The mining industry, like many other natural resource sectors, requires a large-scale use of automation at various levels and degrees.  Although automation is quite advanced in drilling, hauling and process control, there is still a large potential to automate processes within the laboratories.  Virtually most future ore reserves are linked to lower grades, harder and deeper ores, complex mineralogy, and rising cost associated with water, power, sustainability, larger plants and other challenges.  High capacity, 24/7 automated labs are critical for early and continuous, large-scale geo-metallurgical profiling of new ore bodies.  This, in turn, is a priority requirement for avoiding costly delays in start- or ramp-up.  For existing operations, the change to automation can optimize mining, ore routing, comminution, flotation, leaching, and contribute to lower operating costs and higher recoveries.
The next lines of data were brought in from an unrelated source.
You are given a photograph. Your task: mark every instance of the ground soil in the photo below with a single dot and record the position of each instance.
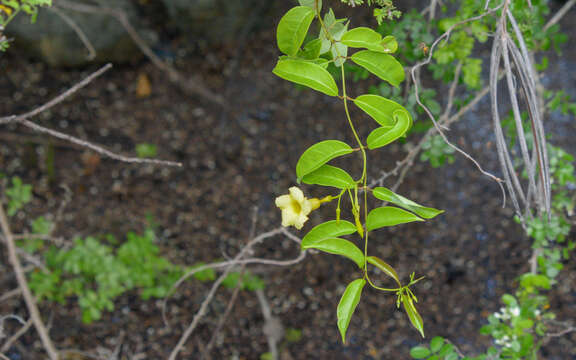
(239, 160)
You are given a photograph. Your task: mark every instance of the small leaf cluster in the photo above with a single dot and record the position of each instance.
(306, 64)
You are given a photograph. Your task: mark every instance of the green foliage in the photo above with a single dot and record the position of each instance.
(146, 150)
(18, 194)
(10, 8)
(96, 273)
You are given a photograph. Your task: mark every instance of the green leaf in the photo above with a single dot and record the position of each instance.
(387, 195)
(382, 65)
(419, 352)
(347, 305)
(340, 247)
(436, 343)
(363, 37)
(383, 136)
(292, 29)
(388, 216)
(329, 229)
(308, 74)
(319, 154)
(328, 175)
(385, 267)
(389, 44)
(412, 313)
(311, 4)
(379, 108)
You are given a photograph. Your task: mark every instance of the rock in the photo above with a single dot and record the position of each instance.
(53, 40)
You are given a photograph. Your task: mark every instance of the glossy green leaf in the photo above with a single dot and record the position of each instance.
(311, 4)
(383, 136)
(308, 74)
(340, 247)
(292, 29)
(385, 66)
(385, 267)
(379, 108)
(347, 305)
(412, 313)
(327, 230)
(388, 195)
(389, 44)
(389, 216)
(436, 344)
(420, 352)
(328, 175)
(319, 154)
(363, 37)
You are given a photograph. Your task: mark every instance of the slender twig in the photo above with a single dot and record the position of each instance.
(23, 284)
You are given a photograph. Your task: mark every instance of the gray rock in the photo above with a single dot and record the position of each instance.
(214, 20)
(53, 40)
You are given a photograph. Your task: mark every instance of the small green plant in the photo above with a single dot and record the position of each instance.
(10, 8)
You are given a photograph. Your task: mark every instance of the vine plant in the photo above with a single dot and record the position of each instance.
(307, 65)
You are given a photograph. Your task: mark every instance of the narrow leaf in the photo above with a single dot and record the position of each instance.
(292, 29)
(333, 228)
(385, 135)
(382, 65)
(389, 216)
(385, 267)
(340, 247)
(328, 175)
(348, 304)
(379, 108)
(319, 154)
(308, 74)
(412, 313)
(363, 37)
(388, 195)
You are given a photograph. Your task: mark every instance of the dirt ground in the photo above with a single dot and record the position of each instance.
(241, 160)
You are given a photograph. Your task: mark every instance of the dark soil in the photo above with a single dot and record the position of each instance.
(237, 161)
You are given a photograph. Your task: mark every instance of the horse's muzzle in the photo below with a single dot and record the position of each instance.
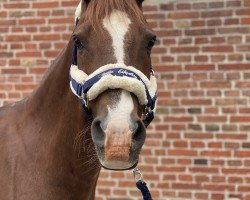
(120, 143)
As ore routing, processing and optimal final products are inevitably governed by fast, high-quality, high-throughput, and 24/7 analytical data, state-of-the-art automated laboratory facilities constitute the center of cost-effective plant operations.  As such, lab automation (via upgrading of existing facilities, expansions, modular lab segments, new installations or central laboratories) is an imperative priority for competitive mining in the near future.      

Concept

HERZOG’s Automation Team can provide you with a tailored concept and layout suitable for a specific mine site, multiple different mines or a central laboratory serving an entire mining region.  In addition, HERZOG can design your laboratory needs in an underground operation. HERZOG Automation Technology covers your entire mine and plant requirements in regard to sample preparation and interfacing with analysis:

  • Exploration & Mine Geology (drill core, drill cuttings, blast holes, bulk ore samples)
  • Geo-Metallurgy (mineralogical, chemical, metallurgical samples)
  • Plant & Process (mill feeds, flotation products, leach feeds/residues, slags, mattes, cathodes)
  • Environmental (soil, overburden, AMD samples, others)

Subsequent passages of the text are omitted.